Koordinator Koalisi CekFakta.com, Adi Marsiela menyatakan, pihaknya menyesalkan pernyataan CEO Meta yang mengaitkan pengecekan fakta dengan bias politik dan penyensoran.
Seperti diketahui, bahwa koalisi CekFakta.com ini telah aktif terlibat dalam kegiatan pengecekan fakta di Asia Tenggara sejak tahun 2018.
Adi mengatakan, bahwa pemeriksa fakta memiliki standar tertinggi dalam hal pelaporan yang tidak bias, transparansi, integritas, dan akuntabilitas.
“Kami dipantau oleh publik dan secara teratur dinilai oleh badan independen seperti International Fact Checking Network,” kata dia, lewat rilis resmi, Jumat (10/1/2025).
Sebagai salah satu platform media sosial terbesar di dunia, ungkap Adi, Facebook dan Instagram memiliki pengaruh yang signifikan terhadap penyebaran misinformasi, termasuk di Indonesia.

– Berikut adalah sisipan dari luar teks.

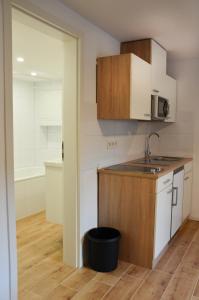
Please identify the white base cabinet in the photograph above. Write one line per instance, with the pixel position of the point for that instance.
(187, 198)
(163, 220)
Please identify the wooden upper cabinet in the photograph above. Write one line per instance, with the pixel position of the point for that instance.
(141, 48)
(123, 88)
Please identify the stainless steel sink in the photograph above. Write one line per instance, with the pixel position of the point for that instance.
(159, 160)
(131, 168)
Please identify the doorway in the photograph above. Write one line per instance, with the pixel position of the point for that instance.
(45, 81)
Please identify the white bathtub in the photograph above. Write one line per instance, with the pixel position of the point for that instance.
(29, 191)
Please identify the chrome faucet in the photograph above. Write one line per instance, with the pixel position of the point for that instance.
(147, 146)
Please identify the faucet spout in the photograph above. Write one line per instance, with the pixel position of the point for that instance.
(147, 146)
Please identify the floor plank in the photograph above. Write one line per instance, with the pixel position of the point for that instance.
(124, 289)
(43, 276)
(153, 286)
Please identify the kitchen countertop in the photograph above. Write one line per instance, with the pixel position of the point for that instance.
(164, 169)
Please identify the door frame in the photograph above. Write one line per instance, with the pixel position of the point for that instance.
(74, 256)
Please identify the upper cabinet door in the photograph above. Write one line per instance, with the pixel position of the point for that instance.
(170, 94)
(123, 88)
(158, 63)
(113, 87)
(140, 89)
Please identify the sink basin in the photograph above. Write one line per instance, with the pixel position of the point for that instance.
(130, 168)
(159, 160)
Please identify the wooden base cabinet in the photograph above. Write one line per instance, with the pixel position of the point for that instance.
(123, 88)
(141, 209)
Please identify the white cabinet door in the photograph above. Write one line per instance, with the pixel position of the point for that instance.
(159, 60)
(187, 195)
(176, 219)
(140, 89)
(163, 220)
(170, 94)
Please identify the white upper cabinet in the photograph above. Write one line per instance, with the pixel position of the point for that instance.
(170, 94)
(140, 105)
(162, 84)
(158, 63)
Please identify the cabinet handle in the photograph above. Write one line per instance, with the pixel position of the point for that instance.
(62, 152)
(176, 203)
(169, 192)
(166, 181)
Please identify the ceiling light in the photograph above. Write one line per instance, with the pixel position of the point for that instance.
(33, 74)
(20, 59)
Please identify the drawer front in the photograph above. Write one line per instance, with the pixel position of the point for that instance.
(164, 182)
(188, 167)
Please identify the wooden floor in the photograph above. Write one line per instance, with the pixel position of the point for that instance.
(42, 275)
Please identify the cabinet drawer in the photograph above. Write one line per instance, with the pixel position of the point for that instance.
(163, 182)
(188, 167)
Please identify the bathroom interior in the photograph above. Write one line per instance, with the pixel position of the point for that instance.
(38, 93)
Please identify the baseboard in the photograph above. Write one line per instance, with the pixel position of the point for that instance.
(193, 219)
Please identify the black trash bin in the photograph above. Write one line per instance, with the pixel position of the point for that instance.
(103, 248)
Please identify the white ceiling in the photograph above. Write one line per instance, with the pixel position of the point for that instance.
(41, 46)
(172, 23)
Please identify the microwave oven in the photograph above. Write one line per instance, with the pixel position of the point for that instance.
(159, 108)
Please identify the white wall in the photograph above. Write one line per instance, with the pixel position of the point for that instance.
(94, 135)
(182, 138)
(37, 106)
(24, 123)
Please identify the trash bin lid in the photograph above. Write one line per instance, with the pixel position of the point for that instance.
(104, 234)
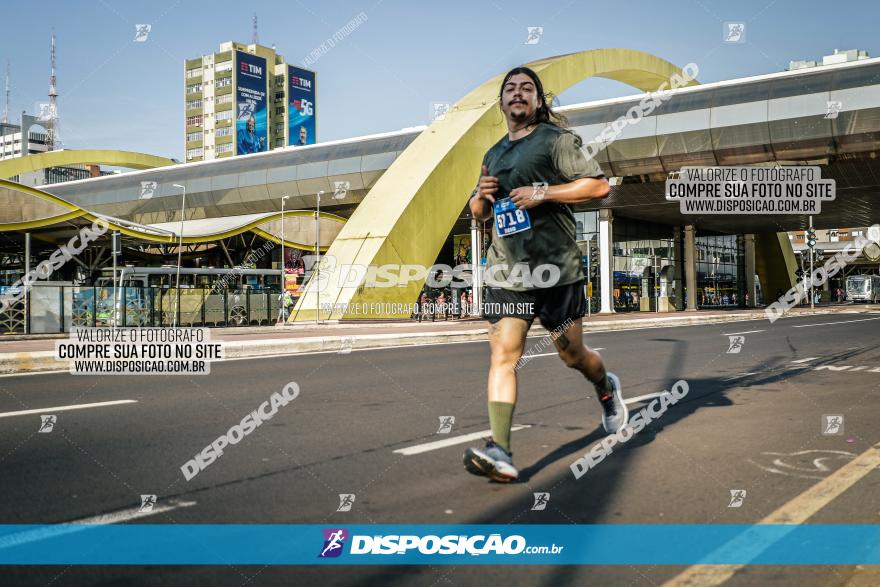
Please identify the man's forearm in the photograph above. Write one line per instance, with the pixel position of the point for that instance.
(480, 208)
(580, 190)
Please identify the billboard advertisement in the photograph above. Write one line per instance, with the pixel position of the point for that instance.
(301, 111)
(251, 125)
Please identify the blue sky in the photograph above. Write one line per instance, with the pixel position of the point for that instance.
(118, 94)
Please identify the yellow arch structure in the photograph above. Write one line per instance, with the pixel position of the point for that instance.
(130, 159)
(407, 215)
(70, 211)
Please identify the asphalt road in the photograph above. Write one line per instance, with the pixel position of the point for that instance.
(752, 420)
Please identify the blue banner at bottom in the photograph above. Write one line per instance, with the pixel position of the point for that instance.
(525, 544)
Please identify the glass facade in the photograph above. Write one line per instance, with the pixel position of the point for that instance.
(644, 251)
(720, 271)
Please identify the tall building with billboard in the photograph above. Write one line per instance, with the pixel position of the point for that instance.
(245, 99)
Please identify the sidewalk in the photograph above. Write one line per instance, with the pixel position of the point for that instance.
(23, 354)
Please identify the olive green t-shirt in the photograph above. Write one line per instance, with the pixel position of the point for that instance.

Per Desember 2024, pengguna Facebook di Indonesia mencapai setidaknya 174 juta, atau sekitar 63% dari total populasi Indonesia yang mencapai 275 juta jiwa. Selain itu, pengguna Instagram di Indonesia mencapai 90,1 juta.
“Angka-angka ini menunjukkan tanggung jawab besar yang dipegang Meta dalam memastikan platformnya tidak digunakan untuk menyebarkan informasi yang salah atau menyesatkan,” ungkap dia.
Adi menceritakan, bahwa sejak tahun 2018, program cek fakta yang dikoordinasikan oleh Koalisi CekFakta.com, bekerja sama dengan platform digital, telah menjadi langkah penting dalam memerangi misinformasi di Indonesia.
Program ini, sambung dia, melibatkan setidaknya 100 organisasi media, jurnalis, dan pemeriksa fakta independen yang berkomitmen untuk menjaga integritas informasi publik. Kehadiran program ini tidak hanya membantu mengurangi penyebaran hoaks, tetapi juga meningkatkan literasi digital di masyarakat.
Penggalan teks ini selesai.